Among the commission’s benefits is one-stop permitting for location shooting, which means that the 4,000 square miles of glades, fields, and beaches in the metro Orlando region are easily accessible for filming. “Rather than having to go to every individual jurisdiction and figure out their process,” says Fowler, “you just work with our office and we handle all the outreach...saving you time, money, and peace of mind.”
Filmmakers also have access to an extensive digital location library, preliminary scouting and familiarization tours, assistance with local accommodations, and, best of all, 24-hour access to the Orlando Filmbook, a database of over 1,600 names, numbers, and credentials. “[It’s] a one-stop source to locate skilled crew and qualified companies to support your production from inception to completion,” explains Fowler.

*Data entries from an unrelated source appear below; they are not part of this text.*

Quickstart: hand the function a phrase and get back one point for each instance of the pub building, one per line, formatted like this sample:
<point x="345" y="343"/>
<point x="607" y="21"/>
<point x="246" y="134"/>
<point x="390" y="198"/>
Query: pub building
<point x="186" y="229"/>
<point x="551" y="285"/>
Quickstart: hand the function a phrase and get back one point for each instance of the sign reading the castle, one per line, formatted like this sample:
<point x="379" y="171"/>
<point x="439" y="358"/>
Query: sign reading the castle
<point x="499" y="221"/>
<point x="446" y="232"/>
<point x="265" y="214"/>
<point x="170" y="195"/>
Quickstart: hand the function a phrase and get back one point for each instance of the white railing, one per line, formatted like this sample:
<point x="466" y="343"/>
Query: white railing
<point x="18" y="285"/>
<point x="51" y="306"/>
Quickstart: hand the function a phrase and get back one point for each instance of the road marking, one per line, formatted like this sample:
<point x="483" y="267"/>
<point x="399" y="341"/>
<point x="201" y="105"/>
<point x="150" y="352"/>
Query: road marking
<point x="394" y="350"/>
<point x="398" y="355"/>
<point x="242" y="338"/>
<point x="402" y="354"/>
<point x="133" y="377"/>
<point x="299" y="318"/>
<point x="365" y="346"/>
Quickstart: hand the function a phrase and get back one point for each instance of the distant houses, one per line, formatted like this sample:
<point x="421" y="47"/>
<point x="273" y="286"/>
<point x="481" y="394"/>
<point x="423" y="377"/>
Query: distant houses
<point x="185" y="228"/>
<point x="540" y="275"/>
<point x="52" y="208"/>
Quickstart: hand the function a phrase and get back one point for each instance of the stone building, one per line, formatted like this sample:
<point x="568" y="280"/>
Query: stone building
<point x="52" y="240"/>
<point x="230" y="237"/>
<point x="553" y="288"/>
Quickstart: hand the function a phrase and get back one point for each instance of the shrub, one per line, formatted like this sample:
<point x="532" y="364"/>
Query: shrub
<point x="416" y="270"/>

For artists planning a more permanent stay in Orlando, the region also boasts an array of film schools geared toward launching professional careers. The University of Central Florida offers an MFA film program, while Full Sail University’s curriculum includes degrees as diverse as game development, entertainment business, and sports media. “Our mission was to help build the infrastructure for film production in central Florida,” says Ralph Clemente, program chair of film production technology at Valencia College. “I try to give [my] students as real an opportunity [as possible] to learn the art of filmmaking by working on real films with real people.”
Valencia’s film program is one of only a few in the country that focuses on big-budget productions. Students in Clemente’s classes have had a hand in 47 feature films in the last two decades. The department uses a $2.5 million feature film equipment package, which Clemente describes as “very unusual for a film school. We’ve done every genre you can think of, always involving a partnership of industry professionals and advanced film students.”
As for actors looking to build their reel among the palm trees, they need only get involved with the Film Commission and its many programs. There are more performance opportunities in Orlando outside of its many theme parks. As Clemente says, “Under every fuzzy character at Disney there lives a Shakespearean actor.”